This MOOC is conceptually one of the most interesting ones that I have taken to date. It is based around the implementation of the concept of “Literate Programming”, introduced by Donald Knuth in his 1992 book, in which basically a system where documentation and “live” source code are presented in the same document. In the course, this concept is presented through “knitr“, a library which is really well integrated into RStudio. Another implementation of this concept which I have explored in this blog (and outside) is the jupyter project, which allows to do similar things in a web environment and giving the possibility to select in a vast choice of programming languages. In knitr the document is written in R markdown (with the possibility of html or Latex), while the code snippets are in R, in jupyter the document bits, in this case the are called cells, are markdown (I have not explored anything else) and the code cells depend on the selected script engine.
The concept of Reproducible research is of a fundamental importance in today’s world. The impact of an error in a study can be devastating in economic terms (economic policies: see this) and even in human health or human lives (medicament trials: see this).
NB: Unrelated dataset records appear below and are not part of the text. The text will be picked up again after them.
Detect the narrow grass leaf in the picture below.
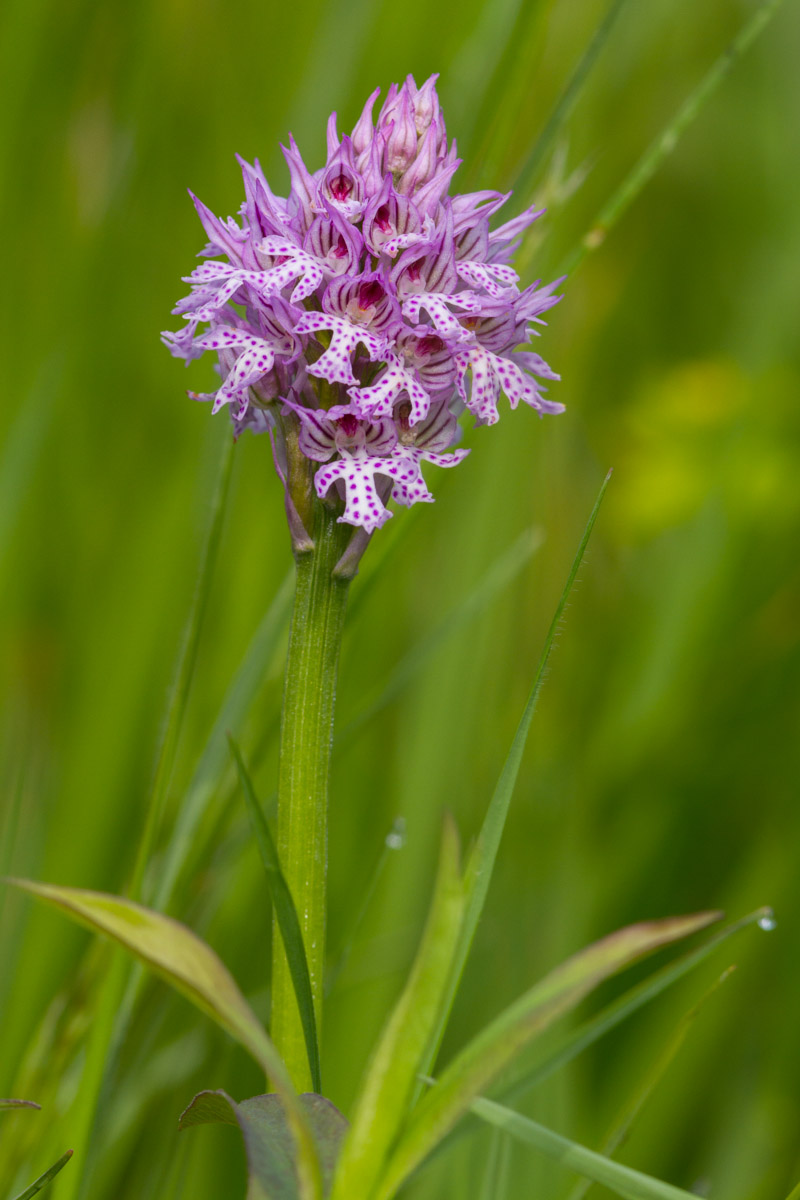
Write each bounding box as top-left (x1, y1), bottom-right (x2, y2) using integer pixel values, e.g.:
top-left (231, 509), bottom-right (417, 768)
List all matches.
top-left (331, 818), bottom-right (464, 1200)
top-left (154, 571), bottom-right (294, 908)
top-left (557, 0), bottom-right (782, 275)
top-left (471, 1099), bottom-right (697, 1200)
top-left (179, 1091), bottom-right (348, 1200)
top-left (50, 436), bottom-right (234, 1200)
top-left (130, 433), bottom-right (234, 898)
top-left (498, 908), bottom-right (770, 1104)
top-left (566, 967), bottom-right (735, 1200)
top-left (513, 0), bottom-right (627, 196)
top-left (336, 529), bottom-right (542, 750)
top-left (325, 817), bottom-right (405, 996)
top-left (228, 736), bottom-right (323, 1092)
top-left (377, 912), bottom-right (720, 1200)
top-left (7, 880), bottom-right (320, 1200)
top-left (421, 470), bottom-right (612, 1089)
top-left (480, 1129), bottom-right (511, 1200)
top-left (16, 1150), bottom-right (73, 1200)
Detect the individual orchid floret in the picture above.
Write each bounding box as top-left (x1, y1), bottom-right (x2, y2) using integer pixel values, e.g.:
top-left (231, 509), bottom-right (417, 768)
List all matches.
top-left (162, 76), bottom-right (563, 560)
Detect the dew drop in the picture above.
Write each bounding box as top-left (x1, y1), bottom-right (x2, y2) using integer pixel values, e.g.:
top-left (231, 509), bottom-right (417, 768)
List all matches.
top-left (386, 817), bottom-right (405, 850)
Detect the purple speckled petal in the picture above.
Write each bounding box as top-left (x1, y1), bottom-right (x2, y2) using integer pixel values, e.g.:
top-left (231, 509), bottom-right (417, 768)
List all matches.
top-left (162, 76), bottom-right (563, 530)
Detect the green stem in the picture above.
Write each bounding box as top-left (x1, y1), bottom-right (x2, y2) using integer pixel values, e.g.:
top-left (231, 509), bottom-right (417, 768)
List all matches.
top-left (271, 503), bottom-right (351, 1092)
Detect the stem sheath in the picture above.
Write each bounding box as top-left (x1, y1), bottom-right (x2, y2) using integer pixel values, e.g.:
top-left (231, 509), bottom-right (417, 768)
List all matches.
top-left (271, 503), bottom-right (351, 1092)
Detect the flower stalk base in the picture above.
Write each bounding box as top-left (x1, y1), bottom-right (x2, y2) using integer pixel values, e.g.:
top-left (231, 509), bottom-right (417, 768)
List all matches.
top-left (271, 502), bottom-right (353, 1092)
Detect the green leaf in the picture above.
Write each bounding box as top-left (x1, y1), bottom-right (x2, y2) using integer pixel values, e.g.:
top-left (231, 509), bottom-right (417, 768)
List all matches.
top-left (471, 1099), bottom-right (697, 1200)
top-left (7, 880), bottom-right (319, 1200)
top-left (16, 1150), bottom-right (72, 1200)
top-left (513, 0), bottom-right (627, 196)
top-left (558, 0), bottom-right (782, 275)
top-left (421, 470), bottom-right (612, 1094)
top-left (179, 1092), bottom-right (348, 1200)
top-left (131, 433), bottom-right (234, 896)
top-left (228, 734), bottom-right (323, 1092)
top-left (332, 818), bottom-right (464, 1200)
top-left (155, 571), bottom-right (294, 908)
top-left (567, 967), bottom-right (735, 1200)
top-left (375, 913), bottom-right (720, 1200)
top-left (335, 529), bottom-right (542, 752)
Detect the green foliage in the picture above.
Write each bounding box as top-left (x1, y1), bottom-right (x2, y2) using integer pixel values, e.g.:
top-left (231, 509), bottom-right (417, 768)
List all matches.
top-left (10, 1150), bottom-right (72, 1200)
top-left (180, 1092), bottom-right (348, 1200)
top-left (0, 0), bottom-right (800, 1200)
top-left (473, 1099), bottom-right (696, 1200)
top-left (377, 913), bottom-right (720, 1200)
top-left (229, 738), bottom-right (323, 1092)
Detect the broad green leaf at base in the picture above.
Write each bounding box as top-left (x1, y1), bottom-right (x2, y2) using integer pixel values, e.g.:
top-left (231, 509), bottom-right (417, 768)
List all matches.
top-left (180, 1091), bottom-right (348, 1200)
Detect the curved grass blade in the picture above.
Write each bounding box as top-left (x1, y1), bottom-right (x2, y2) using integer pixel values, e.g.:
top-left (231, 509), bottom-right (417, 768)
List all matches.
top-left (336, 529), bottom-right (542, 750)
top-left (567, 967), bottom-right (735, 1200)
top-left (375, 913), bottom-right (720, 1200)
top-left (557, 0), bottom-right (782, 275)
top-left (480, 1129), bottom-right (511, 1200)
top-left (228, 734), bottom-right (323, 1092)
top-left (471, 1099), bottom-right (697, 1200)
top-left (325, 817), bottom-right (405, 996)
top-left (499, 908), bottom-right (770, 1104)
top-left (50, 436), bottom-right (234, 1200)
top-left (16, 1150), bottom-right (73, 1200)
top-left (331, 818), bottom-right (464, 1200)
top-left (154, 571), bottom-right (294, 908)
top-left (421, 470), bottom-right (612, 1094)
top-left (513, 0), bottom-right (627, 194)
top-left (7, 880), bottom-right (320, 1200)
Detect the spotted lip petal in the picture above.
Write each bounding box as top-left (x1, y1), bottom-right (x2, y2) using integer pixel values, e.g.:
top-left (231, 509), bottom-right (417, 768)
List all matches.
top-left (162, 76), bottom-right (563, 534)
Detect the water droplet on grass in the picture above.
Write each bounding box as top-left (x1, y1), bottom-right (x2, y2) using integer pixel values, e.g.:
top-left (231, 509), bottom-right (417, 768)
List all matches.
top-left (386, 817), bottom-right (405, 850)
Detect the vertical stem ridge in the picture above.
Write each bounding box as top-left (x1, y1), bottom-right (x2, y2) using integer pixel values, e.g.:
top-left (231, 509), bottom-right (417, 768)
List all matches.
top-left (271, 504), bottom-right (351, 1092)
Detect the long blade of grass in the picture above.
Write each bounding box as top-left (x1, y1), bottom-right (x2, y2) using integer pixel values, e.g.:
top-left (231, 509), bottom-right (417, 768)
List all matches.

Making your research documented and available to other research teams makes sure not only the findings are proven by independent teams, but also that if the findings are important, they will proceed to the next levels in a faster way.
Reproducible research is the process in which you (in short):
- Describe what is your purpose
- Document your data sources (what, where, when)
- Document your data transformations
- Document your research
- Describe your findings
- And provide the code for all of these
So that another team (or even yourself some time later) can easily resume from where you left.
I do not see any reason for any research paper that is published today to not have these characteristics, unless data protection is needed – copyrights, property or security/safety reasons exist.